Our immune systems are made of various cells the orchestrate responses to foreign invaders. Each cell works in concert with one another to efficiently identify, target, and eliminate deleterious pathogens. The immune system generates two responses to combat infection including the innate and adaptive response. Innate immunity is comprised of cells that are the first to respond to infection. These cells are non-specific and target a variety of pathogens. The innate immune response is also responsible for swelling and inflammation. Alternatively, the adaptive immune system is a more targeted response activated by the innate immune system. T cells are activated by innate immune cells that tell it which infected cells to attack. T cells are primarily responsible for the targeting of mutated or infected cells and are a major focus immunotherapy, specifically for cancer. B cells are another cell type in the adaptive immune response with the responsibility of generating antibodies to identify and target infected cells. B cells can also secrete proteins and further signal immune cells to traffic to the site of infection.

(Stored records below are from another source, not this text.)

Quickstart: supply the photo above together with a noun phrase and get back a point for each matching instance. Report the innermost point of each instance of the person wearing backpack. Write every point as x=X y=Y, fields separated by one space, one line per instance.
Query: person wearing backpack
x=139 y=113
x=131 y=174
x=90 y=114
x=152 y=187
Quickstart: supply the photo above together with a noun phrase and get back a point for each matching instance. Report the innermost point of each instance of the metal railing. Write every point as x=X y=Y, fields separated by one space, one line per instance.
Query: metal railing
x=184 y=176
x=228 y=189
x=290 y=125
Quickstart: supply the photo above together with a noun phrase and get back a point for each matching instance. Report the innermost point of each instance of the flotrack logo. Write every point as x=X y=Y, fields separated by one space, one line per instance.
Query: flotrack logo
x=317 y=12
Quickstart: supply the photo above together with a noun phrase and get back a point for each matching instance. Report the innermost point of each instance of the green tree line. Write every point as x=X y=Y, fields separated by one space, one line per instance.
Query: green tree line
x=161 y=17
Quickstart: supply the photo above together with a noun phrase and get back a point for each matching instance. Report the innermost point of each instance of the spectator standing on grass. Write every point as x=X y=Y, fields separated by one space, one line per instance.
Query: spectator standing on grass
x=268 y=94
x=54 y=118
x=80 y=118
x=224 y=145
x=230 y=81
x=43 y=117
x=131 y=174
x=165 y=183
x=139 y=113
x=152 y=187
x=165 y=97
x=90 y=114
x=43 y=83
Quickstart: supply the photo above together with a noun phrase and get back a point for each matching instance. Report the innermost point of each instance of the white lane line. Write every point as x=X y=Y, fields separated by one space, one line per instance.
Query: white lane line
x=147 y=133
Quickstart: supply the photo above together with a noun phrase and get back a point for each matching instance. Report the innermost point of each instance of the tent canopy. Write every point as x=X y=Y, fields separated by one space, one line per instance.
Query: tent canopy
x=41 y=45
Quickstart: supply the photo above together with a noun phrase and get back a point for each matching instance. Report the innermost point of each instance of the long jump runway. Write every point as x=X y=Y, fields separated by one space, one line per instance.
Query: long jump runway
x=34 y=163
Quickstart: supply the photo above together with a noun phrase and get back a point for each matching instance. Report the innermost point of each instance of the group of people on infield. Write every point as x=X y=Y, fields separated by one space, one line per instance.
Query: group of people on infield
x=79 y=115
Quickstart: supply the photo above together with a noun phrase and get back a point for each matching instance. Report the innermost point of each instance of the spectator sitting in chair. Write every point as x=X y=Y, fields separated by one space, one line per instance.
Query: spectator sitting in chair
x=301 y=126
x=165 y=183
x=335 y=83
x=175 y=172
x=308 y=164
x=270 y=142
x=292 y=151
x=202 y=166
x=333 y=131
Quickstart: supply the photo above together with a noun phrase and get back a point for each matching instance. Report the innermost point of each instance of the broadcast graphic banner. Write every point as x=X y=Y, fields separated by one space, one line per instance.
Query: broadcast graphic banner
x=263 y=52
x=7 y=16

Over several decades scientists have developed technologies to engineer immune cells to specifically target different diseases. Initially performed for T cell therapy, the engineered chimeric antigen receptor (CAR) T cells demonstrated significant success in hematological malignancies. While scientists are still working on this therapy for various forms of cancer and disease, other researchers are applying this engineering concept to other cells including B cells.
A recent article in Nature Biomedical Engineering, by Dr. Paula M. Cannon and others, reported a way to engineer B cells to survey and rapidly produce antibodies to target cancer, human immunodeficiency virus (HIV), and others. Cannon is a Distinguished Professor in the Department of Molecular Microbiology & Immunology at the University of Southern California, Keck School of Medicine. Her work focuses on bioengineering immune cells to recognize and eliminate infections and disease, particularly HIV. Cannon specifically alters protein expression through genome editing in stem cells to further develop anti-HIV therapies.
The team worked to improve antibody functional efficiency. For example, many diseases including HIV mutate constantly and overcome antibody production. The goal of engineered B cells was to ‘get ahead’ of a disease and make it harder for it to mutate. The innovation behind this rapid antibody production is that it can generate a wide variety of antibodies which can identify and neutralize disease.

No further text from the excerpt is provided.